Seamark, GrowthWorks merge

By Mark Noble | October 29, 2009 | Last updated on October 29, 2009
3 min read

Canada’s landscape of independent mutual fund managers has shrunk once again. Seamark Asset Management and GrowthWorks have agreed on a merger. The combination will create a mid-size firm with roughly $3 billion in assets under management.

The new firm will be called Matrix Asset Management, with GrowtWorks and Seamark as subsidiary brands under the new organization, which will have a national platform.

GrowthWorks president and CEO, David Levi, will become the president and CEO of Matrix.

“Matrix will immediately have a national platform to deliver a diverse suite of investment services and products with top quartile performances in several asset classes” says Levi, “This success across a diverse range of asset classes and client groups will make it a unique company in Canada.”

Rumours that the Halifax-based Seamark was up for acquisition have been around for some time, particularly after its largest wrap fund partner, the BMO Nesbitt Burns Advance Program, terminated Seamark as sub-advisor in April. At the time the move was viewed as a signal that Manulife Financial would outright purchase Seamark since the insurance giant owns 31% stake in the company.

Ultimately, however, it turned out it was GrowthWorks that stepped in.

“For Seamark, the deal with GrowthWorks is something of a lifeline in that it has been in a dreadful downward spiral following a decision by Clarington funds to terminate Seamark as the manager of more than $3 billion in assets in 2006, shortly after the Clarington funds were acquired by Industrial Alliance,” says Rudy Luukko, investment funds editor with Morningstar Canada. “Seamark went through a very rough stretch of performance in 2004 and 2005, this was clearly a factor in Clarington’s decision to drop them.”

Luukko says this deal should alleviate concerns about the company’s stability. With drastically improved fund performance, Seamark will be a nice addition to GrowthWorks’ continued expansion efforts in the Canadian retail fund market.

“It is helpful the Seamark funds have turned around. At Morningstar we have six institutional mandates tracked in equity, balanced and fixed income categories. And all of these institutional mandates in Morningstar’s universe of Canada pool funds are either three or four star funds. Three stars mean an average risk-adjusted performance rating, while four stars denote an above-average rating.”

GrowthWorks bills itself primarily as a retail-focused venture capital investment firm, and has been on an acquisition spree of its own since last year, looking to expand its presence in the mainstream Canadian mutual fund market.
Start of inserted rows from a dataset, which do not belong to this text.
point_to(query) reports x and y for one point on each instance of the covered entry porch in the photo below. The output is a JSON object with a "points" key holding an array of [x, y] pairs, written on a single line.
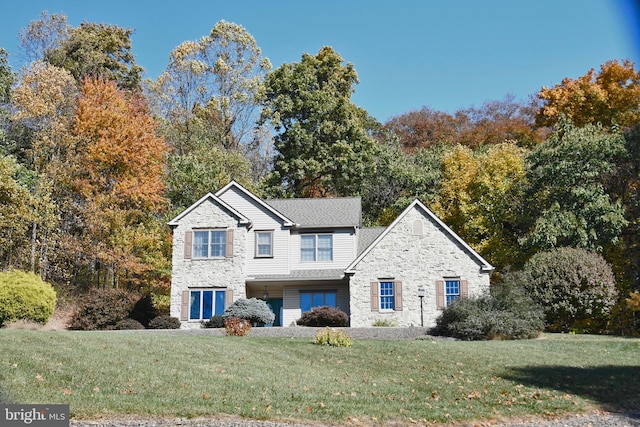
{"points": [[289, 296]]}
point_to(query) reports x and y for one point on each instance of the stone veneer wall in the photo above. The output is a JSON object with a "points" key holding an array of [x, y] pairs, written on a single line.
{"points": [[415, 261], [200, 273]]}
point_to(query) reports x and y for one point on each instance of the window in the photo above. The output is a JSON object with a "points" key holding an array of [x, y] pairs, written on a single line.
{"points": [[451, 290], [264, 244], [311, 299], [205, 303], [316, 247], [209, 243], [386, 295], [387, 300]]}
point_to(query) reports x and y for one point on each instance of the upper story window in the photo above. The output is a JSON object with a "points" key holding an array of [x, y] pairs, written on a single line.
{"points": [[264, 244], [386, 295], [209, 244], [316, 247]]}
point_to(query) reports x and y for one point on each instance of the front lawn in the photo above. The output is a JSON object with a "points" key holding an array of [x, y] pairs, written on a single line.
{"points": [[153, 374]]}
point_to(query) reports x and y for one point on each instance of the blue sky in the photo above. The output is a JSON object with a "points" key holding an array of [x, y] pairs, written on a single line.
{"points": [[445, 55]]}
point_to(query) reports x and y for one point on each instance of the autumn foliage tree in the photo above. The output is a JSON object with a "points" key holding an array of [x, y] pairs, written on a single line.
{"points": [[610, 96], [118, 170]]}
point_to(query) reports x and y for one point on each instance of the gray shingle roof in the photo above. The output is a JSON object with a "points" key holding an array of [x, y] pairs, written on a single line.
{"points": [[366, 236], [309, 213]]}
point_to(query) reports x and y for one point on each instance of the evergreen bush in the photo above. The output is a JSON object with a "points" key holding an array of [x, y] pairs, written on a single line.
{"points": [[576, 288], [102, 309], [25, 296], [505, 313], [144, 310], [332, 337], [324, 316], [254, 310]]}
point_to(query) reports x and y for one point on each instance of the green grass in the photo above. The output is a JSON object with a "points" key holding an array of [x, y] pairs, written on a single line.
{"points": [[117, 374]]}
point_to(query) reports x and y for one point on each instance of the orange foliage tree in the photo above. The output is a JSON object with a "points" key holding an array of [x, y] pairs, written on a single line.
{"points": [[611, 96], [117, 174]]}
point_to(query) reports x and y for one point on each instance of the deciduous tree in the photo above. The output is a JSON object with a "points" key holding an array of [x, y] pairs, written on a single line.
{"points": [[322, 145], [611, 96], [118, 172], [567, 197], [98, 50]]}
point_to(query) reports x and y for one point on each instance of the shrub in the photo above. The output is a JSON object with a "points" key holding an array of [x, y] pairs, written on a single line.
{"points": [[333, 338], [324, 316], [385, 323], [506, 313], [165, 322], [237, 327], [216, 321], [25, 296], [128, 324], [573, 285], [254, 310], [102, 309], [144, 310]]}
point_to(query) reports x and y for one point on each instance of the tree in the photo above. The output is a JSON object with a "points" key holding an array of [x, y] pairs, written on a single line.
{"points": [[43, 35], [44, 101], [117, 176], [98, 50], [16, 213], [322, 147], [567, 198], [214, 83], [611, 96], [495, 122], [575, 287], [480, 198]]}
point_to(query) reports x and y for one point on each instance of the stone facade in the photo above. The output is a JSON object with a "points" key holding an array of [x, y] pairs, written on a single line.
{"points": [[416, 260], [224, 273], [416, 251]]}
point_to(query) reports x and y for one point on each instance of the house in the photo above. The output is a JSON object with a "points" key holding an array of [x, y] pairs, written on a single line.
{"points": [[301, 253]]}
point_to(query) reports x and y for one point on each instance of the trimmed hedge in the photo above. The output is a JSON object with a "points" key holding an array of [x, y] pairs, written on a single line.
{"points": [[324, 316], [25, 296], [102, 309], [254, 310]]}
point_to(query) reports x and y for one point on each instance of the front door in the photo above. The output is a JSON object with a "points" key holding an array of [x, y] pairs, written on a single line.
{"points": [[275, 304]]}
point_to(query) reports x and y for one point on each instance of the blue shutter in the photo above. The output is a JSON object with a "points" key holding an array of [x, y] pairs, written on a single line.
{"points": [[220, 302], [305, 302]]}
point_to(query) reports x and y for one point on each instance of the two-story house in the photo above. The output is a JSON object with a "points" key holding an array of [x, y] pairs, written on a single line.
{"points": [[302, 253]]}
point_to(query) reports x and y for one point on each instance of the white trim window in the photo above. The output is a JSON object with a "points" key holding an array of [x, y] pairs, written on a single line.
{"points": [[316, 247], [264, 244], [209, 243]]}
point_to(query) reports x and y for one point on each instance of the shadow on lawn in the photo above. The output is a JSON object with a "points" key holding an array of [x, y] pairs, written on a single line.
{"points": [[615, 388]]}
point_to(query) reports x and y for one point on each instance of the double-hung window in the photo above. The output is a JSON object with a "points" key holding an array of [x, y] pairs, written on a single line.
{"points": [[316, 247], [387, 299], [205, 303], [386, 295], [451, 290], [311, 299], [209, 243], [264, 244]]}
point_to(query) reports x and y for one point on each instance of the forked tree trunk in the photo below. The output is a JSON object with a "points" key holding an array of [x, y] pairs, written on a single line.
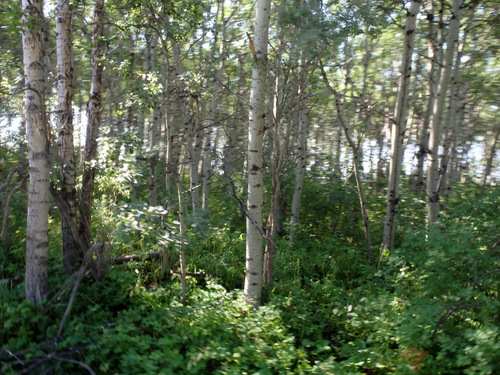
{"points": [[257, 118], [37, 131], [356, 162], [399, 129], [72, 254]]}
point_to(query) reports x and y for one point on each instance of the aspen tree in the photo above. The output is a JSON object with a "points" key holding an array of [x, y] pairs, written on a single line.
{"points": [[72, 254], [37, 131], [93, 117], [399, 128], [255, 183], [433, 176]]}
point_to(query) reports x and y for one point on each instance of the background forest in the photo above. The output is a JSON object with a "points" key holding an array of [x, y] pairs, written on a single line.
{"points": [[249, 187]]}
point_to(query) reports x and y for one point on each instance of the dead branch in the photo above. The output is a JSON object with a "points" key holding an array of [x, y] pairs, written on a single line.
{"points": [[6, 202], [87, 261]]}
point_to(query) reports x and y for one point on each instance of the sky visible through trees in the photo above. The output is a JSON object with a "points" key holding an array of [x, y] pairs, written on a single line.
{"points": [[361, 135]]}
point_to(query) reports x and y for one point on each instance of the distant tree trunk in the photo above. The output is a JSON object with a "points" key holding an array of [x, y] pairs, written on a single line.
{"points": [[93, 118], [432, 187], [276, 165], [399, 129], [72, 254], [300, 169], [489, 157], [257, 119], [37, 131], [433, 52], [356, 162]]}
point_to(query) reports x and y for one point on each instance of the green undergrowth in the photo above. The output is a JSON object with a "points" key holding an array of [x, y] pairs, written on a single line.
{"points": [[431, 308]]}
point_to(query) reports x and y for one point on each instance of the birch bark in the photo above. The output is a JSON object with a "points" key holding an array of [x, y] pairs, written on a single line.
{"points": [[72, 254], [432, 187], [399, 128], [255, 183], [37, 131], [93, 117]]}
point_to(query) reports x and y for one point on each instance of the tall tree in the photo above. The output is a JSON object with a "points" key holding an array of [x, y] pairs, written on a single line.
{"points": [[37, 130], [399, 128], [433, 173], [72, 254], [93, 118], [255, 185]]}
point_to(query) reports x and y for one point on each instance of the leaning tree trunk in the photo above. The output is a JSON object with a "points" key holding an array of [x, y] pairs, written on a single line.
{"points": [[37, 132], [72, 254], [356, 162], [489, 157], [399, 129], [257, 114], [433, 168], [93, 118]]}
Founded in 1998 by Levi, the company manages $1billion in assets and has seven offices located in major and regional centres across Canada.

This is the second deal for GrowthWorks this year. In May the company nearly doubled its assets purchasing after Mavrix Fund Management, which at the time was managing more than $500 million in assets. It currently offers specialty retail investment funds, including flow-through limited partnerships, through the Mavrix brand.

Seamark’s CEO, Brent Barrie, will remain CEO of Seamark; and its headquarters will stay in Halifax.

“This [merger] has the full support of our portfolio management team and is great news for our clients,” said Barrie. “This transaction will better position Seamark to fulfill its mission of delivering the best possible investment management service to our clients.”

A new board of directors is being created, and membership will include representatives from both the boards of GrowthWorks and SEAMARK, including Levi and Barrie. In addition, former Seamark CEO, G. Peter Marshall, will join Matrix’s board.